I also want to make clear that I think that a child's wants are very real emotions, and should be honored as such. It's just that as they get older, wants are no longer life-or-death.
I agree. And this is not saying that they get what they want - it just means that you awknowledge and validate their emotions. If my three year old is crying over a toy in a shop we just can not afford - sure, it is something he wants and does not need. I don't think his crying is manipulative. I feel his emotions. His emotions are real. I can not magincally make more money appear in my bank account - so I can not get him the toy. But I can validate his feelings - because they are real and important.

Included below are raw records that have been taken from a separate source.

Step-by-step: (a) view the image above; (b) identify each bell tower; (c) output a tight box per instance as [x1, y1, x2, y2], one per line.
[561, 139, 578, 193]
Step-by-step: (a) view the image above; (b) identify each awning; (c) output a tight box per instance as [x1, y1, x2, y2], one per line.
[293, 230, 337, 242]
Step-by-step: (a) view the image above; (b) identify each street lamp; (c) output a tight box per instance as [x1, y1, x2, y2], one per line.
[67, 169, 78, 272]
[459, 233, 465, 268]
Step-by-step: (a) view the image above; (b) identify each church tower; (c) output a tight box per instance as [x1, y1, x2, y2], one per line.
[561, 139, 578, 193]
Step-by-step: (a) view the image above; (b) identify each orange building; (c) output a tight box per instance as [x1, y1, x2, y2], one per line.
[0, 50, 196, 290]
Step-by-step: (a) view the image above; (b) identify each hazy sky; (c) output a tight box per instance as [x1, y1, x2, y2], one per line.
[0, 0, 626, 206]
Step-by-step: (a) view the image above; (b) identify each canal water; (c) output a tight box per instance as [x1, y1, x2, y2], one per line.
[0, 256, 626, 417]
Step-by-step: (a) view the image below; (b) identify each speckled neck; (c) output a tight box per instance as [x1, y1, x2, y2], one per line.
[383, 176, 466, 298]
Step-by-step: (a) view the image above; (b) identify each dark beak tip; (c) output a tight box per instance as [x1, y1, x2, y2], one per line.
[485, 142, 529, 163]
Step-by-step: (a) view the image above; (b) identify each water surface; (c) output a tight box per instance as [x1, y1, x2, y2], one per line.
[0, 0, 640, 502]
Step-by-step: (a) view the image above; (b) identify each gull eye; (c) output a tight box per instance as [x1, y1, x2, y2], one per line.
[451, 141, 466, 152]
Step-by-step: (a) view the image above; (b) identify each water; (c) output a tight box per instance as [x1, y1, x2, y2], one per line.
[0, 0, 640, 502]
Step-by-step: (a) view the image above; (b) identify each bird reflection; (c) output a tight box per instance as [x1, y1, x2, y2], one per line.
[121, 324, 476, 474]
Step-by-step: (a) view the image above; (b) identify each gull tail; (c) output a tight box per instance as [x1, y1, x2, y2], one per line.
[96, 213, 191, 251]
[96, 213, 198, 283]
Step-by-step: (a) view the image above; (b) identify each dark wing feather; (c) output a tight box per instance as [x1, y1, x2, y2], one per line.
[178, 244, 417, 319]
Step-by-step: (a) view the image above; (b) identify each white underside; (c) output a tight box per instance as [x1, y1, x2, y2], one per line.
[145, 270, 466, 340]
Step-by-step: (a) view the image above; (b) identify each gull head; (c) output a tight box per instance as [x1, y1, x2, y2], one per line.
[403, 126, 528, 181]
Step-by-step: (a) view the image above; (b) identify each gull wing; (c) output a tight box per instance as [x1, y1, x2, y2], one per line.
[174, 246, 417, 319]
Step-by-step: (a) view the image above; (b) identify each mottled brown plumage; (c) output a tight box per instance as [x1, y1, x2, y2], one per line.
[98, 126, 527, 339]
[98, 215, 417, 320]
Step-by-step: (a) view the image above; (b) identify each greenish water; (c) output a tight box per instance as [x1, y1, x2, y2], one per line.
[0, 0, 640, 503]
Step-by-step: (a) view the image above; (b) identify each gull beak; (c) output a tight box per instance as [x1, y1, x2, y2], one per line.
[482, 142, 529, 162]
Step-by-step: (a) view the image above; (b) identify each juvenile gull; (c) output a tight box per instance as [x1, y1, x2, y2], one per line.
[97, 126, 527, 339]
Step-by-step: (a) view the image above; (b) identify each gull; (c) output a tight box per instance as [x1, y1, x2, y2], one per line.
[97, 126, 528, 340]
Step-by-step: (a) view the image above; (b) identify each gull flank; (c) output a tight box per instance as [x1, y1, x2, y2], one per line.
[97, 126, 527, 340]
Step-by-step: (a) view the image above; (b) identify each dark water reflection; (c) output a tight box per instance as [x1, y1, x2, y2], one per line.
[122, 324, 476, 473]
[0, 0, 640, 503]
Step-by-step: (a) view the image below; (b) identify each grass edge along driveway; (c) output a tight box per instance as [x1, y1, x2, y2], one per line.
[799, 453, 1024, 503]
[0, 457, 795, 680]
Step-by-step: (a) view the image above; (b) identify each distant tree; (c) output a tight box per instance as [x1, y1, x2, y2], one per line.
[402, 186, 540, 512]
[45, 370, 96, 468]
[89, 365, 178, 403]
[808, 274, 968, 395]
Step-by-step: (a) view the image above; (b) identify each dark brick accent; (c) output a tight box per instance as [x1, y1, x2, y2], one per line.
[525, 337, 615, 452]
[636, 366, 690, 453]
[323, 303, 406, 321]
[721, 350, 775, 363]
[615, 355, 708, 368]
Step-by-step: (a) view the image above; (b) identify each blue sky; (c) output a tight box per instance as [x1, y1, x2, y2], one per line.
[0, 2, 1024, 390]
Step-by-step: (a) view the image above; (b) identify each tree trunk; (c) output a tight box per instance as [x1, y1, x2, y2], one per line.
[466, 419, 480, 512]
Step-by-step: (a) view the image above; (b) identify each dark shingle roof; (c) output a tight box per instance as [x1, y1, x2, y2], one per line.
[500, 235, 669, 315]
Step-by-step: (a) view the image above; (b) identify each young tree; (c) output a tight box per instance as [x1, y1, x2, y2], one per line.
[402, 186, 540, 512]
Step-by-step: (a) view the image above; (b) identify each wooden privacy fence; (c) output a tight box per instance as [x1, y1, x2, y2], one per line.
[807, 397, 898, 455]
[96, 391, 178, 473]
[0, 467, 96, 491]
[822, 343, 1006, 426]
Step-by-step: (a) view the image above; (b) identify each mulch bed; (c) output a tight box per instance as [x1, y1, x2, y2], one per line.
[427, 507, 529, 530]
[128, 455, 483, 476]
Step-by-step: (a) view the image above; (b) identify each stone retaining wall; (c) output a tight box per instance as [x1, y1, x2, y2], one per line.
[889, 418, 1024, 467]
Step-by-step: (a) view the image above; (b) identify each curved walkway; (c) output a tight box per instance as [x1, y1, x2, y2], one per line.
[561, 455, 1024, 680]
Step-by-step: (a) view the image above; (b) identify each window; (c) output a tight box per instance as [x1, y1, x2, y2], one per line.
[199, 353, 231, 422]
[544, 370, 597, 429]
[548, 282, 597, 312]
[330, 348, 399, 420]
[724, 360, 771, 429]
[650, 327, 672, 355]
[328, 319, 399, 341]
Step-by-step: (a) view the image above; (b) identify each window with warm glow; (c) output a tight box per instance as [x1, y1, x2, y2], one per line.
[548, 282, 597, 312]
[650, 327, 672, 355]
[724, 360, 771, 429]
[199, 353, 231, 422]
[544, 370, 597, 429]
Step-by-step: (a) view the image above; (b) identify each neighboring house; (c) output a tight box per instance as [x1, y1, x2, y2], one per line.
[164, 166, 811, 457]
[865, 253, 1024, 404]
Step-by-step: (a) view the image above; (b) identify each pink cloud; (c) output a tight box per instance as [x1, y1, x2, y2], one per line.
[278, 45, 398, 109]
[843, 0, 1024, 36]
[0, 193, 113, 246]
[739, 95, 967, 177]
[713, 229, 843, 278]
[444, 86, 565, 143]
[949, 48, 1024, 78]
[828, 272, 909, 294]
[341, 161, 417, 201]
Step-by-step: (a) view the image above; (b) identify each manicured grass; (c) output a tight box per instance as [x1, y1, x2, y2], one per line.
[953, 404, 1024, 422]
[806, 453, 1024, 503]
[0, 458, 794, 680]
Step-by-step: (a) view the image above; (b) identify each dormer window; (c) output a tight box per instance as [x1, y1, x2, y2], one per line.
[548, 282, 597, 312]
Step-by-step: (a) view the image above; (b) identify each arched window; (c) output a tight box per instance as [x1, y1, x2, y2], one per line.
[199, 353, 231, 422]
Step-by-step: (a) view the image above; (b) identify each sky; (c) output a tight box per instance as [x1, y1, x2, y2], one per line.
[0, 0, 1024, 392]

I don't believe a child can be maniplative. I think 'maniplative' is a negative word and not something I associate with my, what I feel, is very positive type of parenting - this is a 'gentle discipline' forum after all (despite the fact I consider myself in the catagorie of the crazy consensual liv-er). If my son is behaving in a way that many of the mainstream population would label as 'maniplative' (or indeed, if any of the children I look after are behaving in a 'manipulative' way) - I think how I respond is what is important. It is not about winning the battle (so no need to think of them as being 'manipulative') - it is about addressing the underlying need (there is one - its not the toy, but there is some other underlying need). If such behaviour is being thrown at me - I have to step back and think 'woah - pretty serious stuff here - where is our connection out of balance?' and/or 'why does this cihld feel that they have to act in such a way to get my attention?' - its not manipulation - its the inability to express themselves any other way. Take tantrums for example - sometimes it simple = thirsty, hungry, tired, in need of some attention. As they get older, it might get more complicated = small things building up and spilling out, something a friend said to them at the playground, something they were working on not going right, havn't seen someone we love in a long time, questioning their worth, etc. It can all get pretty deep - but I think its what has to be dug at.


----------



## Polliwog (Oct 29, 2006)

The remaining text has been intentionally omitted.